A propaganda dizia que "tem tanta mulher com um Fusca" porque ele é fácil de dirigir, de manobrar, de estacionar e gasta pouca gasolina –e "as mulheres entendem de carro naquilo que mais interessa: na economia". "Afinal, entender de carburador, cilindrada etc. não é tudo na vida. E pode estar certo de que muitos homens que dirigem Volkswagem também pensam assim", dizia o texto.

Mais de 50 anos depois, a campanha "Pilotas - Restart", feita pela agência WMcCann para a General Motors, no lançamento do SUV Tracker, em agosto do ano passado, volta ao tema mulheres e carros para combater, com ironia, o bordão dos anos 1960 de que mulher é boa para "pilotar fogão".

"Como se isso fosse um problema", diz a chef de cozinha Paola Carosella, que estrela a campanha ao lado da pilota de aeronaves Helena Lacerda, da cirurgiã Andrea Ortega, da surfista profissional Yanca Costa, e da executiva de engenharia global da GM Fabiola Rogano. "Pilotar, a gente pilota o que a gente quiser", diz Paola, no filme.

Entender a mulher como um ser de múltiplos interesses, que inclui profissão, lazer, hobbies e esportes, ainda é o grande desafio da propaganda na segunda década do século 21, segundo especialistas em marketing e comportamento ouvidas pela reportagem.

As mulheres ainda são retratadas em muitos anúncios como um ser segmentado, tal qual nos anos 1960, preocupadas ou com a casa, ou com os filhos ou em ficar bonita.
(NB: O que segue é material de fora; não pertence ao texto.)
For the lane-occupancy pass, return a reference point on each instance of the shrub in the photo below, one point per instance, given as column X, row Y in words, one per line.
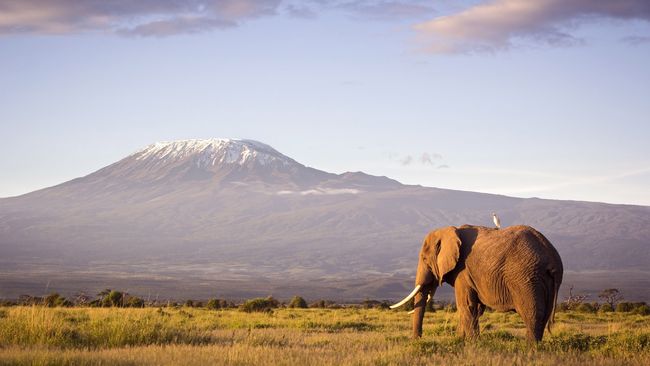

Ou o que é pior: seu corpo ainda é usado de maneira sexista, para chamar a atenção.

Na propaganda dos anos 1960, o carro só servia para elas buscarem as crianças na escola. Mas ainda hoje, as campanhas da indústria automobilística são maciçamente voltadas ao público masculino.

"Um terço dos interessados em SUVs no país são mulheres", diz Renata Bokel, vice-presidente de Estratégia da agência WMcCann no Brasil. "Elas demonstram mais interesse por esta categoria do que por qualquer outra, se sentem mais seguras neste modelo de carro", afirma.

Com essa informação em mãos na época do lançamento, a agência aproveitou para direcionar a campanha do Tracker, um SUV, para o público feminino. "Toda a campanha foi concebida e desenvolvida por mulheres, o que fez a diferença", diz a executiva.

"Também contamos com a consultoria da ONG Think Olga e tivemos o apoio do cliente, General Motors, que abraça a causa da equidade de gênero, até porque tem uma mulher no comando global", diz Renata, referindo-se à CEO da GM, Mary Barra.

Renata acredita, porém, que as marcas ainda não sabem lidar com o feminismo no século 21. "Há clientes que não estão preparados para adotar um discurso ativista e querem manter uma postura neutra. Brinco com eles que, se não querem levantar a bandeira da equidade de gênero, pelo menos não a derrubem, porque cada signo conta na propaganda."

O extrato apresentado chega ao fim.